The Data Hygiene Balance

Guest Blog: Shawn Curran, Head of Legal Technology at Travers Smith LLP; and Eleanor Hobson, Associate at Travers Smith LLP. #AIweek2021

We already hear that data is more valuable than oil but how do you protect the value of that data and any models that you might be training with it? If you're using data to train AI models, you need to know where it came from, what rights you had/have to use it and when you need to delete it. 

The Travers Smith Legal Technology team has been working on how to extract and maintain the value of our own training datasets for building machine learning and rules-based AI tools, for example to use when reviewing and analysing contracts.  As part of this, we want to democratise access to AI and are the first and only company in the world who have Open Sourced a data labelling and structuring platform, enabling businesses to prepare and pre-process their own AI training datasets. The platform, Etatonna, has now been shared with around 12 organisations. We've picked up some learnings along the way – we haven't managed to squeeze them all in here, but we're giving it a good go. (So we can keep this short, we'll refer to machine learning and deep learning algorithms here as AI.)

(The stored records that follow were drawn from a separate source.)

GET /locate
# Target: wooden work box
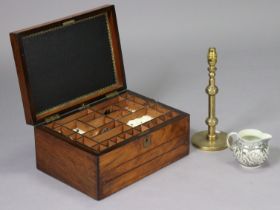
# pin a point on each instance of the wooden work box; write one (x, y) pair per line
(90, 131)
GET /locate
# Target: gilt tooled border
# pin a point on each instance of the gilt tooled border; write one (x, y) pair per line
(94, 93)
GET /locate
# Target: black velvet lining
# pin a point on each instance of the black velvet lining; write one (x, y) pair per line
(68, 62)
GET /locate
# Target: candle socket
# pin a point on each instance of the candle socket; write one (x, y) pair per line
(211, 140)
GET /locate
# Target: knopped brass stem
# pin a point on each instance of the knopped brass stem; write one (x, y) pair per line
(211, 140)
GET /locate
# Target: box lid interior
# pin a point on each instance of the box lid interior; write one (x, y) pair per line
(69, 62)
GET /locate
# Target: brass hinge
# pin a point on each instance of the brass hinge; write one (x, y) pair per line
(113, 94)
(52, 118)
(84, 106)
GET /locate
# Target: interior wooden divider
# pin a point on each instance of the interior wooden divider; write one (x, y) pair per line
(109, 122)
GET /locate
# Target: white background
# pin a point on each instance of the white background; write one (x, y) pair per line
(164, 46)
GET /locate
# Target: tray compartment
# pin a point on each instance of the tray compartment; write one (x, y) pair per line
(129, 105)
(78, 126)
(111, 133)
(140, 117)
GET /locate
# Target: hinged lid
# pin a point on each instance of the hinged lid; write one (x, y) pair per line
(69, 62)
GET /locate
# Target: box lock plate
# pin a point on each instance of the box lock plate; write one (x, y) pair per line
(147, 141)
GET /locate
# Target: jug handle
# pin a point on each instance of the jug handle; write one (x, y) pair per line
(231, 140)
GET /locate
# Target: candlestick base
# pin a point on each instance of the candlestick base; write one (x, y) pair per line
(201, 141)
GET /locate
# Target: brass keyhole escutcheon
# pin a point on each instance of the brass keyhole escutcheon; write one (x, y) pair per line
(147, 142)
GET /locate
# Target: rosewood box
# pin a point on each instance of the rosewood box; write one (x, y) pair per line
(90, 131)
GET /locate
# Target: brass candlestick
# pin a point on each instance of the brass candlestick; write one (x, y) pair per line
(211, 140)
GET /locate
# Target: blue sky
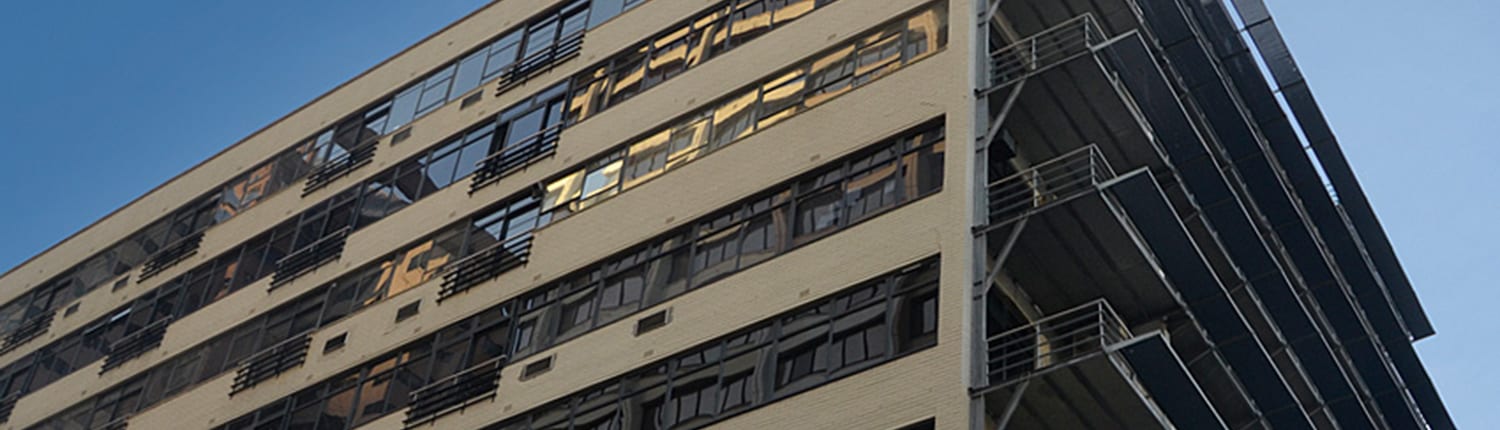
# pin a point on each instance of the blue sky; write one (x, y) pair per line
(108, 99)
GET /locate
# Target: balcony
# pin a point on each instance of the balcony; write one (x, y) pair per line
(1049, 183)
(1077, 369)
(339, 167)
(171, 255)
(135, 345)
(485, 265)
(1043, 51)
(311, 256)
(455, 393)
(564, 48)
(516, 156)
(266, 364)
(30, 328)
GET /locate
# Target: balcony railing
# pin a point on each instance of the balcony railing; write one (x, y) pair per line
(1052, 182)
(309, 256)
(266, 364)
(1053, 342)
(540, 62)
(485, 265)
(516, 156)
(27, 330)
(1043, 51)
(453, 393)
(135, 345)
(339, 167)
(174, 253)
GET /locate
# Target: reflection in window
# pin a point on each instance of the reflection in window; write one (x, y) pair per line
(734, 119)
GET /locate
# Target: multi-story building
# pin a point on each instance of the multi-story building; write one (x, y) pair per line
(753, 215)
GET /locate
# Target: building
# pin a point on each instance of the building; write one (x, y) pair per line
(753, 215)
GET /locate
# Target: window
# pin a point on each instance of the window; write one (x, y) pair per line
(576, 315)
(717, 252)
(872, 185)
(408, 310)
(818, 212)
(801, 361)
(435, 90)
(627, 75)
(603, 9)
(695, 397)
(917, 318)
(470, 72)
(860, 337)
(782, 98)
(503, 54)
(734, 119)
(335, 343)
(621, 294)
(669, 56)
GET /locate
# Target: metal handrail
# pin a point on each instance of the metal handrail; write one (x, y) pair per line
(305, 259)
(516, 156)
(29, 328)
(563, 48)
(1053, 342)
(1044, 50)
(1047, 183)
(272, 361)
(135, 345)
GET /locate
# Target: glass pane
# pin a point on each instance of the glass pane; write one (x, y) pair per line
(878, 54)
(435, 90)
(600, 183)
(627, 77)
(872, 191)
(924, 170)
(782, 98)
(734, 119)
(600, 11)
(647, 158)
(689, 141)
(576, 315)
(563, 191)
(540, 36)
(750, 20)
(830, 75)
(818, 213)
(716, 255)
(666, 276)
(471, 71)
(405, 107)
(764, 235)
(669, 56)
(503, 53)
(926, 32)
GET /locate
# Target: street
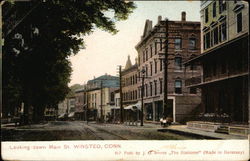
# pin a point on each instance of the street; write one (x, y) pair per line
(80, 130)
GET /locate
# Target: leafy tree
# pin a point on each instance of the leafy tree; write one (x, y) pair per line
(36, 66)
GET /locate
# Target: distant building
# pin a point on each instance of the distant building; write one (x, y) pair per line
(184, 43)
(225, 59)
(81, 104)
(62, 108)
(129, 83)
(101, 95)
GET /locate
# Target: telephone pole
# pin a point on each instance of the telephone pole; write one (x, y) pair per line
(166, 71)
(121, 95)
(142, 95)
(101, 101)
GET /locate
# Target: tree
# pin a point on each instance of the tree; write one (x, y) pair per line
(38, 70)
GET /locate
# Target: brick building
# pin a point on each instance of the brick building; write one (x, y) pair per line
(130, 86)
(101, 96)
(81, 104)
(224, 82)
(184, 43)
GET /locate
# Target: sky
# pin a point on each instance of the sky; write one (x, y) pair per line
(105, 52)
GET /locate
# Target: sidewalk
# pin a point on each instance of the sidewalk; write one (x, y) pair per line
(183, 130)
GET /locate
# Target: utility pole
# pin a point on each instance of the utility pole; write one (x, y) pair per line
(142, 94)
(166, 71)
(101, 102)
(121, 95)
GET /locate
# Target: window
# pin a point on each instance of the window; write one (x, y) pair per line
(178, 62)
(178, 86)
(155, 66)
(223, 31)
(143, 57)
(192, 43)
(112, 97)
(193, 90)
(214, 9)
(215, 36)
(207, 41)
(160, 86)
(151, 51)
(178, 44)
(155, 48)
(222, 6)
(193, 67)
(155, 87)
(161, 44)
(223, 67)
(206, 15)
(204, 42)
(151, 68)
(214, 68)
(212, 39)
(160, 65)
(239, 22)
(151, 89)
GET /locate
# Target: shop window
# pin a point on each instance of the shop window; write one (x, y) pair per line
(178, 44)
(239, 22)
(192, 43)
(178, 87)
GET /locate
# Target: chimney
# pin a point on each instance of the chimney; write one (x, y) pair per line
(183, 16)
(159, 18)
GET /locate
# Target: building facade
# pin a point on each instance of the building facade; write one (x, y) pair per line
(101, 96)
(81, 104)
(184, 43)
(129, 83)
(224, 80)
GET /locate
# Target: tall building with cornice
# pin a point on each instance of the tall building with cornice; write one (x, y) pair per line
(225, 61)
(184, 43)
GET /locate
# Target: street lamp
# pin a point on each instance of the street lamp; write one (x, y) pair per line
(142, 94)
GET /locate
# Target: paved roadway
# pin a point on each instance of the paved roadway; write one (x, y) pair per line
(80, 130)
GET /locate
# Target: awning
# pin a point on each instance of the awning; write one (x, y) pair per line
(71, 114)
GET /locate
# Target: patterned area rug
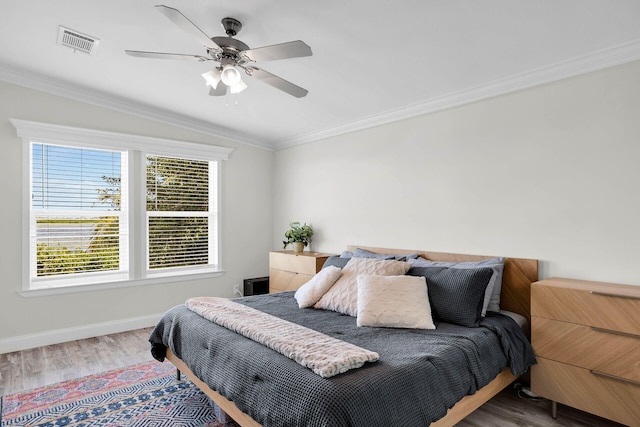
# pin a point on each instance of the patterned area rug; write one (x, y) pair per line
(146, 394)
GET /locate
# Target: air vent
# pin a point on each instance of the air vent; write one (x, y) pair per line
(77, 41)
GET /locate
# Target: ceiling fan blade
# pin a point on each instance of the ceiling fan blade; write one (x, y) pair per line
(292, 49)
(162, 55)
(185, 23)
(220, 90)
(277, 82)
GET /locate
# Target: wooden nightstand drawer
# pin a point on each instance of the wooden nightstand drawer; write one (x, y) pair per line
(304, 262)
(607, 306)
(602, 350)
(289, 270)
(281, 280)
(587, 390)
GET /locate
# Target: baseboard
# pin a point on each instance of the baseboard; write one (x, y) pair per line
(56, 336)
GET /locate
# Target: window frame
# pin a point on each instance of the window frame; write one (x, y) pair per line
(137, 148)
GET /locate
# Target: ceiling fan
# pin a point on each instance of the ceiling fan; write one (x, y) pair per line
(232, 54)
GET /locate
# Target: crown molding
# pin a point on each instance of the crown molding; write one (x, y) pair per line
(88, 95)
(605, 58)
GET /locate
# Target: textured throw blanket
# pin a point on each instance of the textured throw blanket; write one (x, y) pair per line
(324, 355)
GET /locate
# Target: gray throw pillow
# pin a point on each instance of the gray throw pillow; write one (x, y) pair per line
(455, 294)
(336, 261)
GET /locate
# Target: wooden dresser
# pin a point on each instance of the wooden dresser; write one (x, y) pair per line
(586, 336)
(289, 270)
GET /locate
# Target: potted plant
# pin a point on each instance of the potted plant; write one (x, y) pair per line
(298, 235)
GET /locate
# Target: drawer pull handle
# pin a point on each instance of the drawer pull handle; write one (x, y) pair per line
(609, 331)
(606, 294)
(613, 377)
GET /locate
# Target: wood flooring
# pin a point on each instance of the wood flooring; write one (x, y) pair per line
(24, 370)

  1. Poor data hygiene could = AI model deletion

Regulators are getting interested in the training data used to produce AI models.  Once training data makes it into your model, you might be tempted, indeed required, to delete it. However, if you're still using the model, deleting the training data doesn't end the story.  In fact, failing to retain some information about historic training data might land you in even hotter water if you can't evidence that you were able to use it.  In addition, if you're using personal data, if someone opts-out of processing or withdraws their consent, well you'll want the data to retrain the model. If you're putting all your training data into your models and you're not maintaining proper data hygiene, you run the risk that at some point some of that training data might come unstuck and then you're stuck with a model you can't use. In January, the US Federal Trade Commission took enforcement action against Everalbum who had used users' photos to train their facial recognition algorithms without the users' consent, requiring them to not only delete the data but also the AI models trained using these datasets. There's also a possibility that poor data hygiene leaves an opening for competitor disruption. Competitors could query others' datasets – if everyone has poor hygiene this might be MAD, but as larger companies invest in data hygiene and audit, and AI suppliers try to subsume their clients' market share, companies that lack auditability and traceability of their AI models may expose themselves to unnecessary risk of their IP being challenged.An ability to re-play model creation, after datasets (particularly personal datasets) are removed, will be critical for the AI industry. 

  1. Balancing your data protection obligations

Balanced against the need for auditability (and maintaining lots of information about our datasets) is retention; storing large volumes of training data so that you can retrain AI models, attracts its own risks. If you're using personal data to train your models – you have an obligation to delete it as soon as it is no longer required and, if relying on "consent", you need to be keeping an eye on the scope of that consent and if/when it might expire. Where this personal data gets more "sensitive" (e.g. special category data or financial information), you'll need to take extra steps to keep it secure.  Therefore, if you keep your datasets around to disassemble and retrain (as above) you need to be careful to balance those benefits against the risks of accumulating data that you no longer need or that's creating a cyber risk for your business.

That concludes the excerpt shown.